A meeting will also be sought with government authorities “at the highest level” to discuss the current situation and the effect it is having on the local and national situation and economy.

The landlords also hope to send a delegation to Grenada to meet with the student leaders and college officials to “assure them of measures that are being put in place by landlords and the government to ensure the safety and security of the students.”

In his letter to the landlords sent from the University’s headquarters in Bay Shore New York, Chancellor Charles R Modica stated: “Crime control is a community effort; each and every citizen within a community must take responsibility. If the community at large – law-abiding, moral and upright people – do nothing as a few bad people commit more and more crimes, then the community at large will suffer as more tourists will choose other islands, and students a more peaceful environment in which to study.”
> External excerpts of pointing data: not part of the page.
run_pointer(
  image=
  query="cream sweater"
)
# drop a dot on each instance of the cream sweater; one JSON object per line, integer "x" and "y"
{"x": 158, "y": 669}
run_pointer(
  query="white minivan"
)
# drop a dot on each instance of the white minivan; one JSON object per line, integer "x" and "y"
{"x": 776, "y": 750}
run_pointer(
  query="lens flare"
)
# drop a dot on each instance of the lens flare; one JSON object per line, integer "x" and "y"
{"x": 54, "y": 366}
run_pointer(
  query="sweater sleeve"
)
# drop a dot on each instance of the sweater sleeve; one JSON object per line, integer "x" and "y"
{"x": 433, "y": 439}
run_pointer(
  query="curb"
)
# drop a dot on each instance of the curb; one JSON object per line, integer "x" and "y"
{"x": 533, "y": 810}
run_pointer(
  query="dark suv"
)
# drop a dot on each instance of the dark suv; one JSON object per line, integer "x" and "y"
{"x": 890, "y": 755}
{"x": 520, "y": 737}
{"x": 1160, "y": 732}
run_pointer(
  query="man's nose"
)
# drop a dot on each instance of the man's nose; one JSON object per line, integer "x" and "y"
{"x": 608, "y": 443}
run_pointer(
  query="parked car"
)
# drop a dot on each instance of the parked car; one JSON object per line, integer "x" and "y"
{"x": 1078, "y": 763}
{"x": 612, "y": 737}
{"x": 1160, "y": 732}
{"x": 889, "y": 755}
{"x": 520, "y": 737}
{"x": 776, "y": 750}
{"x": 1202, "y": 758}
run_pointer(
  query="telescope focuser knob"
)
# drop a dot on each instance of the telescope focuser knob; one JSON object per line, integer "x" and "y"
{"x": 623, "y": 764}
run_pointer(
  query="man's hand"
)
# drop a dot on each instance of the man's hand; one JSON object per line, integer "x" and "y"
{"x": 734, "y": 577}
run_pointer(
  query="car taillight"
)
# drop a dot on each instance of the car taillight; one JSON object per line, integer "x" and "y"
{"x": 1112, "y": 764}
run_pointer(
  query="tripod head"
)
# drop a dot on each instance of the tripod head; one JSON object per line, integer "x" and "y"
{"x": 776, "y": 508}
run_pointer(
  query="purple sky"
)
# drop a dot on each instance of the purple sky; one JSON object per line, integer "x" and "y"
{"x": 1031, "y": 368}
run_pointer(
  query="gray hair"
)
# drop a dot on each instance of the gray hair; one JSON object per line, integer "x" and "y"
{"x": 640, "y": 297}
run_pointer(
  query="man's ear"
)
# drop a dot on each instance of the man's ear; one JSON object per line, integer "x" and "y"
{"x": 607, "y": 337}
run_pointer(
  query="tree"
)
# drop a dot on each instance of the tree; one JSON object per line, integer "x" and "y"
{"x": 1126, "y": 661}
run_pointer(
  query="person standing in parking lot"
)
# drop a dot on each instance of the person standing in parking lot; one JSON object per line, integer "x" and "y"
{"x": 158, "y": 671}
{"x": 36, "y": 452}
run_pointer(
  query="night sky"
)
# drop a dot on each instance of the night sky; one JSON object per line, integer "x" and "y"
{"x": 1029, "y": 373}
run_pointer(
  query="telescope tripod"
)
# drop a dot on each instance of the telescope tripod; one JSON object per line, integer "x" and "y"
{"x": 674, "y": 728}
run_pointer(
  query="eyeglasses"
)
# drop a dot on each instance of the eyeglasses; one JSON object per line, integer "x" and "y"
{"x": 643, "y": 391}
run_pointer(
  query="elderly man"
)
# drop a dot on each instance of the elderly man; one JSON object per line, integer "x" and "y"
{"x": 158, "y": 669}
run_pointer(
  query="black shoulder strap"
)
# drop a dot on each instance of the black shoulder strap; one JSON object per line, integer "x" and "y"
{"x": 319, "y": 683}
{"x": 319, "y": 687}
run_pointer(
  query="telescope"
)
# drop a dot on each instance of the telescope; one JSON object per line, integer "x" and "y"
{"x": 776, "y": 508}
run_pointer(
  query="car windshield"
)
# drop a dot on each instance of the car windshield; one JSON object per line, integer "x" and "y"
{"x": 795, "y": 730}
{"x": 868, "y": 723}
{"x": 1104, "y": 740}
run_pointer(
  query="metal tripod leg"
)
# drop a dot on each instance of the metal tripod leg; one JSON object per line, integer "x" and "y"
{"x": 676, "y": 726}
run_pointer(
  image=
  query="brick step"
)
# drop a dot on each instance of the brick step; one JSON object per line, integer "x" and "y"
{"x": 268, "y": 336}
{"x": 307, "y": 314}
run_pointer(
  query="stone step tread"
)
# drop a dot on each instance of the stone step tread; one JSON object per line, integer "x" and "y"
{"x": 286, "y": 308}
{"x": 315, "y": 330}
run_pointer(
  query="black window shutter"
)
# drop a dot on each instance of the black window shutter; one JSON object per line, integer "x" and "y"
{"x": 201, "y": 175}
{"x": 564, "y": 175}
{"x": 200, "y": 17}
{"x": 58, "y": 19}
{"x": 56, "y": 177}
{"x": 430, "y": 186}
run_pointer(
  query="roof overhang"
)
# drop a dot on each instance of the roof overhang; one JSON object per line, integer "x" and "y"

Chancellor Modica laid the gauntlet down, suggesting that if things continue as they are, “the long and fruitful relationship between the University and the entire St Vincent community will be threatened.”

He said that the class that is currently completing the 4th term is scheduled to come to the Kingstown Medical College in August but they are already asking university officials to allow them to stay in Grenada instead.

He said that their requests are being seriously considered.

About 50 students have already opted to leave St Vincent before the completion of their programme here because of security concerns. They left the island earlier this week.